Pipeline of climate-proof projects
The works ministry plans to publish priority tenders for resilient schools, reinforced bridges and flood-proof roads within twelve months after the strategy’s expected cabinet adoption in early 2024.
Local small- and medium-sized enterprises stand to win sub-contracts, provided they comply with new technical specifications drawn from AfDB climate-resilient design manuals. Congolese construction federation officials interviewed welcomed the prospect of capacity-building grants bundled into the plan.
Protecting people and ecosystems
Beyond bricks and mortar, the document mandates social protection measures: cash-for-work programmes, micro-credit lines for flood-affected traders and psycho-social support in collaboration with UNICEF. These layers mirror best practice consolidated in post-cyclone Mozambique operations (World Bank 2021) and are expected to cut recovery timeframes.

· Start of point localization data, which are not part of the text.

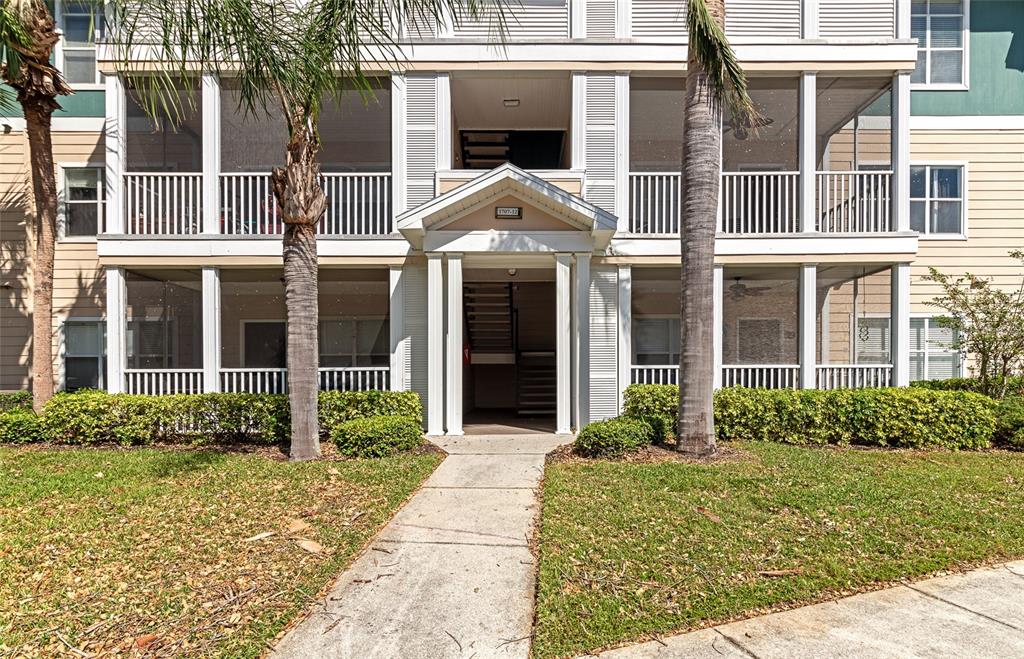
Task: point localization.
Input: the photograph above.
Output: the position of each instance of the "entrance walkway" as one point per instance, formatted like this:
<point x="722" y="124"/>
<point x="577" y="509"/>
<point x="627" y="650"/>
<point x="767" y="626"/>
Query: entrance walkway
<point x="452" y="574"/>
<point x="977" y="614"/>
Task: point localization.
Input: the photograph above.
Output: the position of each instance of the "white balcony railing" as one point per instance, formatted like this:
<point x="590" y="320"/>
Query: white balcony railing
<point x="761" y="376"/>
<point x="159" y="382"/>
<point x="853" y="376"/>
<point x="854" y="202"/>
<point x="768" y="203"/>
<point x="163" y="204"/>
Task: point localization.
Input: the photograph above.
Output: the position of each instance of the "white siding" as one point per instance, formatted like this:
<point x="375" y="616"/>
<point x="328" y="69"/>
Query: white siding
<point x="421" y="138"/>
<point x="603" y="343"/>
<point x="414" y="334"/>
<point x="763" y="18"/>
<point x="843" y="18"/>
<point x="600" y="140"/>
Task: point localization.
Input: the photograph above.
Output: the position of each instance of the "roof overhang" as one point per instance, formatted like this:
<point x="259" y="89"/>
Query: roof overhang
<point x="582" y="218"/>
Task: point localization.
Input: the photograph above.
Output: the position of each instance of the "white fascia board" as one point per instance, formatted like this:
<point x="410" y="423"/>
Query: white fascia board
<point x="507" y="242"/>
<point x="776" y="246"/>
<point x="200" y="247"/>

Environmental NGOs contacted by our newsroom endorsed the plan’s emphasis on ecosystem-based adaptation, notably the restoration of mangroves along the Kouilou and Ogooué estuaries, although they insist that local communities must be consulted in detailed design stages to avoid resettlement tensions.
Most importantly, the plan embeds a gender lens: at least forty per cent of jobs generated by reconstruction sites must be allocated to women, and disaggregated indicators will be published. Such commitments echo the national gender equality policy adopted in 2022 and reassure development partners.

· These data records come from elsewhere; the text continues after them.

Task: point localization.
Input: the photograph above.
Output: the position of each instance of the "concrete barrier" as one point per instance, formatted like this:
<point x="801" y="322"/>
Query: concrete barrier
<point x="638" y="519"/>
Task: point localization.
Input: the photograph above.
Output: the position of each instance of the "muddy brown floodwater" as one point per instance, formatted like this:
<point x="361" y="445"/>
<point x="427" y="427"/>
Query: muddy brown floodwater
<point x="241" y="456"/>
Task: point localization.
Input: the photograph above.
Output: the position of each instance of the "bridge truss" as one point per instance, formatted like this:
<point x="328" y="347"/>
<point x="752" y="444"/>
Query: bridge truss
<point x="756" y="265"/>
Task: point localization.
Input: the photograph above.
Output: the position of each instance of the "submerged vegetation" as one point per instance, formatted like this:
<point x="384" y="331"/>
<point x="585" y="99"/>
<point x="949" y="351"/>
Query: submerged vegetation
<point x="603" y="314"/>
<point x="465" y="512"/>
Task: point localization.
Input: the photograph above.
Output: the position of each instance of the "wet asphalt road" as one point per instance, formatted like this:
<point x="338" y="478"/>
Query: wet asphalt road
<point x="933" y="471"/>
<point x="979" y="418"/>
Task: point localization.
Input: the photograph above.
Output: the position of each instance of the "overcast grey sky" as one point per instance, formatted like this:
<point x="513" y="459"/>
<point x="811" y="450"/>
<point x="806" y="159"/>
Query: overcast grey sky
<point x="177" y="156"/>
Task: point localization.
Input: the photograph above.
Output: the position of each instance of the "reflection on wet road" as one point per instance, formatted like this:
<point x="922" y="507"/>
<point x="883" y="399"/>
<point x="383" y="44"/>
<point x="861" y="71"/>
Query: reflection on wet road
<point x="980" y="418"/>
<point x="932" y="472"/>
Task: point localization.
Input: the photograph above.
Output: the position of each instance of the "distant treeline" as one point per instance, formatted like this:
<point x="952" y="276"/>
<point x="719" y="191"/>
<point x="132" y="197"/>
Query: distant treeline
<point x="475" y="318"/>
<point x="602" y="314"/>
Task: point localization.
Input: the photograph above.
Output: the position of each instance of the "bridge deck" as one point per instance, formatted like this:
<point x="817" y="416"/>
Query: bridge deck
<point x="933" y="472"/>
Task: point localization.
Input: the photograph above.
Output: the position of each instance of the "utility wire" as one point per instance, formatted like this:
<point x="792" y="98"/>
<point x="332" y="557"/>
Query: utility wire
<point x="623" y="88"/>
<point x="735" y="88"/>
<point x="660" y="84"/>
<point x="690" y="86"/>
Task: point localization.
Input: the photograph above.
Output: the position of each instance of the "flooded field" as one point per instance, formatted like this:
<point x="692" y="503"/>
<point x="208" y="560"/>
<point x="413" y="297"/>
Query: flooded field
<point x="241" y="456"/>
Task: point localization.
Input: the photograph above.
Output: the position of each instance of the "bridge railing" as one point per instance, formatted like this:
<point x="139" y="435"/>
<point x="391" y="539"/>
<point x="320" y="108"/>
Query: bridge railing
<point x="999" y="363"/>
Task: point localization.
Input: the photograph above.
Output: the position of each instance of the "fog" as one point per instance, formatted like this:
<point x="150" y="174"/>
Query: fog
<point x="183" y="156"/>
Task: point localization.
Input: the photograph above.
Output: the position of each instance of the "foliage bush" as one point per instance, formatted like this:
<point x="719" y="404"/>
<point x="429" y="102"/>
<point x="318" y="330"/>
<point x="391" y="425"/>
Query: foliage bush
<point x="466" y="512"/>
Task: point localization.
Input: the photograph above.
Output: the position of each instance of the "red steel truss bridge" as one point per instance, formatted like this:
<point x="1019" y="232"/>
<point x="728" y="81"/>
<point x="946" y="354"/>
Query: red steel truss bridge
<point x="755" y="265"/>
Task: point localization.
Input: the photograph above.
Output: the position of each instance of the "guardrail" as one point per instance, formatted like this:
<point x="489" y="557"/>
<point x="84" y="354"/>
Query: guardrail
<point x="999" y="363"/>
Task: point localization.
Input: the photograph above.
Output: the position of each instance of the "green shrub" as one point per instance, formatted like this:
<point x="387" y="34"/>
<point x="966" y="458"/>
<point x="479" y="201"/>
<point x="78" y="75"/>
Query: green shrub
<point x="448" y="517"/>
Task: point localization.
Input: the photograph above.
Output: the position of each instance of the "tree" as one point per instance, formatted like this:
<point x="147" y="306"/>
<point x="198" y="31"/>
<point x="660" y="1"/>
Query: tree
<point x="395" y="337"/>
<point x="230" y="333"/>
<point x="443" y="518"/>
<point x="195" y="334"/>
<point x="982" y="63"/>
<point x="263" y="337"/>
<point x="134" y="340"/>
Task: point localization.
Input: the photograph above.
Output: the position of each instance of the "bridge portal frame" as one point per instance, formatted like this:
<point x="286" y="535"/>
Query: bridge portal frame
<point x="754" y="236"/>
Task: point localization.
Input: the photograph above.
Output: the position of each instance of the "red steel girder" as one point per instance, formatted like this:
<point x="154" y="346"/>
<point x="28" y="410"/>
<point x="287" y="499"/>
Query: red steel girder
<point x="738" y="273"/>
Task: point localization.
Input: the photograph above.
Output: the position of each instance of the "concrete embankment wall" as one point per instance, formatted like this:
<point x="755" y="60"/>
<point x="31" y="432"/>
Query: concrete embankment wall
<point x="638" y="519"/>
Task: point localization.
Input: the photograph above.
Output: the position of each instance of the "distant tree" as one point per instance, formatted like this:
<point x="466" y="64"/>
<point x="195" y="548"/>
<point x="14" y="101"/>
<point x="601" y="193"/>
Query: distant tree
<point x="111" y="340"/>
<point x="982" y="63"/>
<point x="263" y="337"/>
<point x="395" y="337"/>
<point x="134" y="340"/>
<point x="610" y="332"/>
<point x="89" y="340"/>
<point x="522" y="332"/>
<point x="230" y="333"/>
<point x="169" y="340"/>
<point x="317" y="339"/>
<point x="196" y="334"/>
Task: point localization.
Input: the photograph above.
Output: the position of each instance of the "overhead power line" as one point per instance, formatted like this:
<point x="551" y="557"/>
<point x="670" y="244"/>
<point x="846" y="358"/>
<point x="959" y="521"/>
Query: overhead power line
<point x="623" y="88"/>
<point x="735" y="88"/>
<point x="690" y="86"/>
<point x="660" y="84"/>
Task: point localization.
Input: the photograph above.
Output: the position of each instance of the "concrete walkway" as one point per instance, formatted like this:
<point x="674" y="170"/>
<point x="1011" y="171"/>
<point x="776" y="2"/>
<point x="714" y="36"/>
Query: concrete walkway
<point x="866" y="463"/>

Governance and policy alignment
Institutionally, a Steering Committee chaired by the Prime Minister will supervise implementation, supported by a technical secretariat within the Ministry of Planning. Quarterly dashboards will track progress, finance and gender mainstreaming, with data released on an open portal to reassure partners.
Alignment with the African Union’s Agenda 2063 and the United Nations 2030 Sustainable Development Goals is explicitly articulated, allowing the plan to tap multi-lateral grant windows dedicated to Goal 13 on climate action and Goal 9 on resilient infrastructure.
Speaking after the ceremony, a senior Finance Ministry official emphasised that the recovery strategy complements ongoing public financial management reforms backed by the International Monetary Fund, reinforcing transparency and reinforcing investor confidence in the Republic’s capacity to deliver complex programmes on schedule.
Insurance and tech innovation edge
Private insurers are analysing the document to recalibrate catastrophe-risk coverage. A senior executive at Assurances Générales du Congo said actuarial models would now integrate higher flood frequencies, but predicted premiums could stabilise as reinforced infrastructure lowers aggregate exposure over the medium term.
Digital innovation also features. The strategy calls for satellite imagery, drones and AI-powered damage assessment tools to be mainstreamed in post-disaster diagnostics, leveraging local start-ups incubated at the Brazzaville Technopole. This move may open new procurement channels for the Republic’s growing tech ecosystem.
A cautiously optimistic outlook
With cabinet approval anticipated early next year and a first resource-mobilisation conference pencilled in for mid-2024, Congo-Brazzaville appears poised to translate the Build Back Better creed into tangible sites, contracts and jobs, consolidating resilience while supporting inclusive growth.